PennFuture’s lawsuit said the EPA has not been regulating quenching.
“They’ve never even done the initial risk assessment or technology-based standard review,” Jones said. “And so we challenged their failure to set the initial standard, and to revise the standard as necessary.”
The EPA conceded that it had not created these standards, or done a risk assessment.
The agency also admitted that it’s been 15 years since it updated the technology-based standards on coke oven batteries, the term for a group of ovens at these facilities.
“From this lawsuit, we are finally getting a revised technology-based standards review for the coke oven battery,” Jones said.
The court has given EPA 30 months to create standards and do a risk assessment for quenching, and to update the technology standards for coke oven batteries.
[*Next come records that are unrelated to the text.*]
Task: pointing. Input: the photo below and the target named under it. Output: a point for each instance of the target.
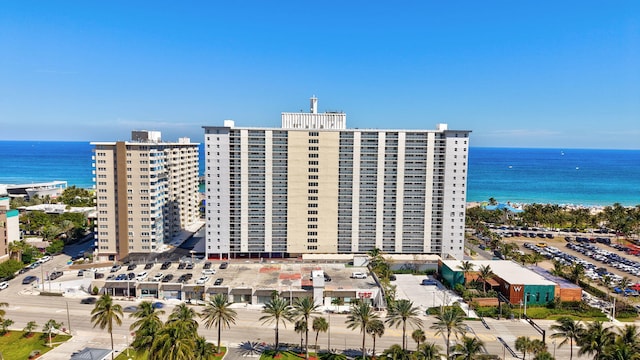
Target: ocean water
(569, 176)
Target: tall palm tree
(375, 328)
(2, 312)
(183, 318)
(429, 351)
(466, 267)
(596, 339)
(218, 312)
(419, 337)
(360, 315)
(303, 308)
(300, 327)
(449, 321)
(468, 348)
(104, 314)
(484, 274)
(403, 312)
(569, 331)
(203, 349)
(146, 326)
(319, 324)
(629, 335)
(276, 311)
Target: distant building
(9, 226)
(146, 193)
(314, 186)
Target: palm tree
(28, 329)
(429, 351)
(2, 312)
(418, 336)
(395, 352)
(568, 330)
(218, 312)
(319, 324)
(468, 348)
(49, 327)
(146, 326)
(183, 318)
(403, 312)
(523, 344)
(203, 350)
(359, 317)
(104, 314)
(595, 340)
(466, 267)
(485, 274)
(303, 308)
(449, 321)
(300, 327)
(277, 310)
(629, 335)
(375, 328)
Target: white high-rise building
(146, 193)
(314, 186)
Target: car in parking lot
(54, 275)
(29, 279)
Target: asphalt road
(26, 305)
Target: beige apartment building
(314, 186)
(146, 193)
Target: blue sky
(562, 74)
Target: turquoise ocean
(558, 176)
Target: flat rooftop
(510, 271)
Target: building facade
(9, 226)
(146, 193)
(314, 186)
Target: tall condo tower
(314, 186)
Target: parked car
(29, 279)
(54, 275)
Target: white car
(141, 276)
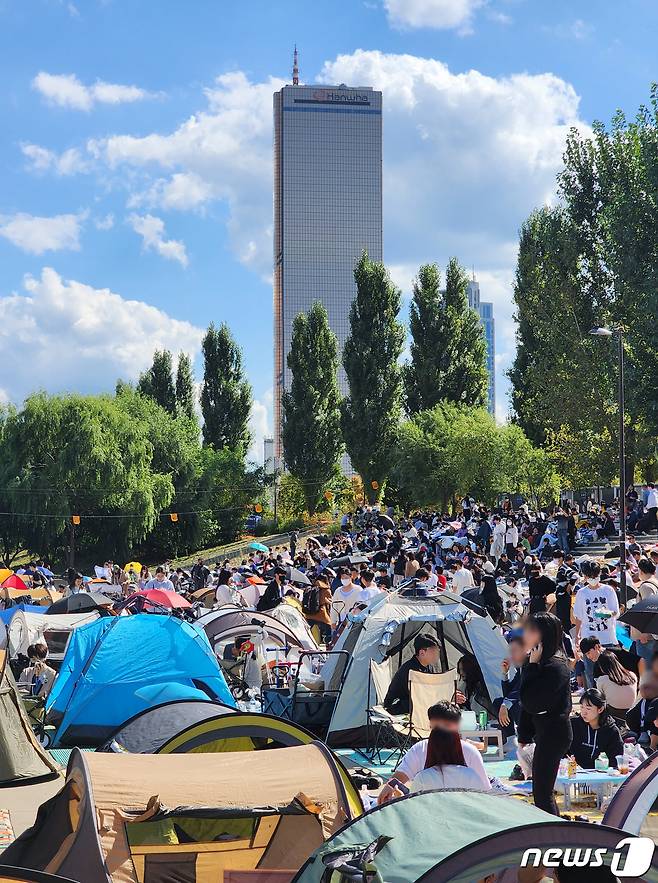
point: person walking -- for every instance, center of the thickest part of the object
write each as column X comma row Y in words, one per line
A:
column 545, row 695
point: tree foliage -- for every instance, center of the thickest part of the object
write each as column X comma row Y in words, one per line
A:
column 185, row 392
column 158, row 382
column 448, row 349
column 370, row 413
column 311, row 434
column 225, row 394
column 452, row 450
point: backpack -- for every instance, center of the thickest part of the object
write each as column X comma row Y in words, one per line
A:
column 311, row 600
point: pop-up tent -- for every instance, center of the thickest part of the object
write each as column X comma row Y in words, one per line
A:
column 460, row 837
column 386, row 630
column 124, row 818
column 634, row 807
column 118, row 666
column 21, row 757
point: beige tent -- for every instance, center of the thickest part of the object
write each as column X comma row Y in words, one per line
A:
column 21, row 756
column 136, row 818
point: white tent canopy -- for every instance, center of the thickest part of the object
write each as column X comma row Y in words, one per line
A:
column 31, row 628
column 386, row 629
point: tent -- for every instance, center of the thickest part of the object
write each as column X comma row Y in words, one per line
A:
column 20, row 875
column 41, row 595
column 227, row 623
column 386, row 629
column 21, row 757
column 473, row 835
column 124, row 818
column 117, row 666
column 634, row 807
column 28, row 628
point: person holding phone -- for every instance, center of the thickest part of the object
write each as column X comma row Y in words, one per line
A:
column 545, row 695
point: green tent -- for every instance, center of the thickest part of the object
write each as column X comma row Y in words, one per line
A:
column 456, row 837
column 21, row 756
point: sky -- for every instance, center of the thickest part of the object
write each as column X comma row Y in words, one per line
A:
column 136, row 159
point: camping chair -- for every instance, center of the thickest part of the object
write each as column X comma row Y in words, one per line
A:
column 426, row 690
column 383, row 729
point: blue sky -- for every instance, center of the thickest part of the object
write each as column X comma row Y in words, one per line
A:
column 135, row 156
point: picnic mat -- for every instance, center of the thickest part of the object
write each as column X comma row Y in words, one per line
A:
column 6, row 830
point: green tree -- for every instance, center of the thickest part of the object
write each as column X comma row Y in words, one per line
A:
column 448, row 349
column 311, row 434
column 226, row 394
column 185, row 392
column 158, row 382
column 370, row 414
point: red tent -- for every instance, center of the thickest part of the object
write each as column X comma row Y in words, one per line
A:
column 161, row 597
column 15, row 582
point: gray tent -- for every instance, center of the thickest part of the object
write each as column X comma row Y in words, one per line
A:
column 460, row 837
column 386, row 630
column 21, row 756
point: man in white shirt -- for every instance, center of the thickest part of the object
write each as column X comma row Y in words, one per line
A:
column 446, row 716
column 344, row 599
column 595, row 609
column 462, row 578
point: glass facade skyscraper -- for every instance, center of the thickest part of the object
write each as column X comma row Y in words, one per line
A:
column 327, row 209
column 485, row 311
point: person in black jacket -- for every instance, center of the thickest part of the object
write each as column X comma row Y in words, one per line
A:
column 273, row 594
column 545, row 704
column 539, row 587
column 594, row 732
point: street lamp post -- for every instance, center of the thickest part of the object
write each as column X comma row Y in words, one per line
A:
column 618, row 331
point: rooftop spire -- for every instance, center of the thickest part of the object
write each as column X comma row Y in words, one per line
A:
column 295, row 68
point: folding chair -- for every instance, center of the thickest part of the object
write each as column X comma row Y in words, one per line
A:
column 426, row 690
column 383, row 728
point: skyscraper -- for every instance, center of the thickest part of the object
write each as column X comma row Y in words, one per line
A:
column 327, row 208
column 485, row 311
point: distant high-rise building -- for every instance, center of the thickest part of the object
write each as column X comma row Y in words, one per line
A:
column 327, row 208
column 485, row 311
column 268, row 456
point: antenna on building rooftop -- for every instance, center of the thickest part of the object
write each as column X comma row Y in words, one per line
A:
column 295, row 68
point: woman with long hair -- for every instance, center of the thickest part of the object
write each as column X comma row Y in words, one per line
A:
column 617, row 685
column 445, row 766
column 595, row 732
column 545, row 704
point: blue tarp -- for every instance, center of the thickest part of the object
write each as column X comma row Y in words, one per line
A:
column 116, row 667
column 7, row 615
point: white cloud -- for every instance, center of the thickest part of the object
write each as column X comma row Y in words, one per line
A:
column 183, row 191
column 105, row 223
column 37, row 235
column 260, row 426
column 66, row 90
column 441, row 14
column 82, row 338
column 70, row 162
column 221, row 153
column 152, row 231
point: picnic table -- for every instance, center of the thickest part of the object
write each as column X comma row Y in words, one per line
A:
column 599, row 782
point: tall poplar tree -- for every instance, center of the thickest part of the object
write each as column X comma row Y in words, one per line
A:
column 370, row 414
column 448, row 349
column 158, row 382
column 311, row 434
column 226, row 393
column 185, row 392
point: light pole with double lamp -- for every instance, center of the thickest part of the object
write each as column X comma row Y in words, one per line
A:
column 618, row 332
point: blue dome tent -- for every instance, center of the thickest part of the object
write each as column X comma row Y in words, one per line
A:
column 116, row 667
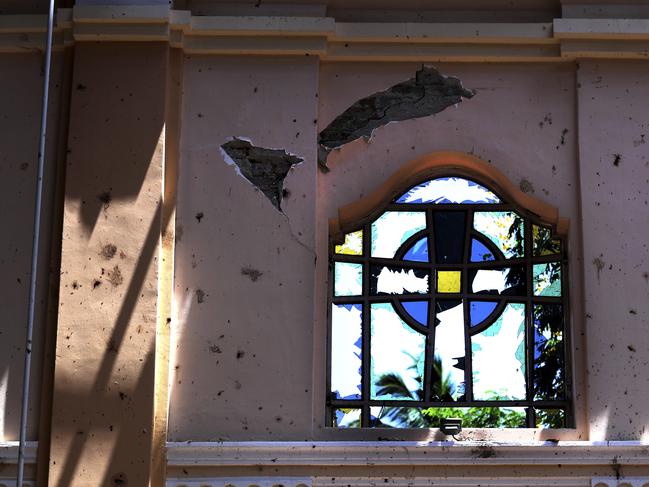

“So, taken together, these are going to hopefully result in much more protective standards for these coke oven facilities.”
One Key Issue Still Undecided
In addition to seeking updated technology-based standards for coke oven batteries, the lawsuit wanted EPA to update its risk-based standards as well. The court decision states that PennFuture and the other groups have reasonable legal and policy arguments for this, “But having a reasonable argument is not enough in this context,” according to the ruling.
The court found that the Clean Air Act does not speak clearly to whether updating risk-based standards is mandatory, and so it does not have jurisdiction, and did not rule on this issue.
Jones says PennFuture is considering whether to appeal on that issue. Still, she calls the majority of the case a victory.
“I don’t want that jurisdictional loss to take away from what I think will be a very positive health and environmental impact,” she said.
The Clairton Coke Works is located in what’s known as an environmental justice area, meaning it has a certain percentage of residents who are people of color and/or live in poverty. Coke ovens are often environmental justice(EJ) communities, according to Jones.
“I believe we owe it to communities like Clairton, like Allegheny County, and other EJ communities across Pennsylvania, to do everything in our power that we can to cut these toxic and hazardous emissions that are spewing from the facilities, that have for too long overburdened these communities,” she said. “We’re hopeful that this court order will have a real and meaningful impact on the frontline communities that disproportionately suffer the impacts of this pollution.”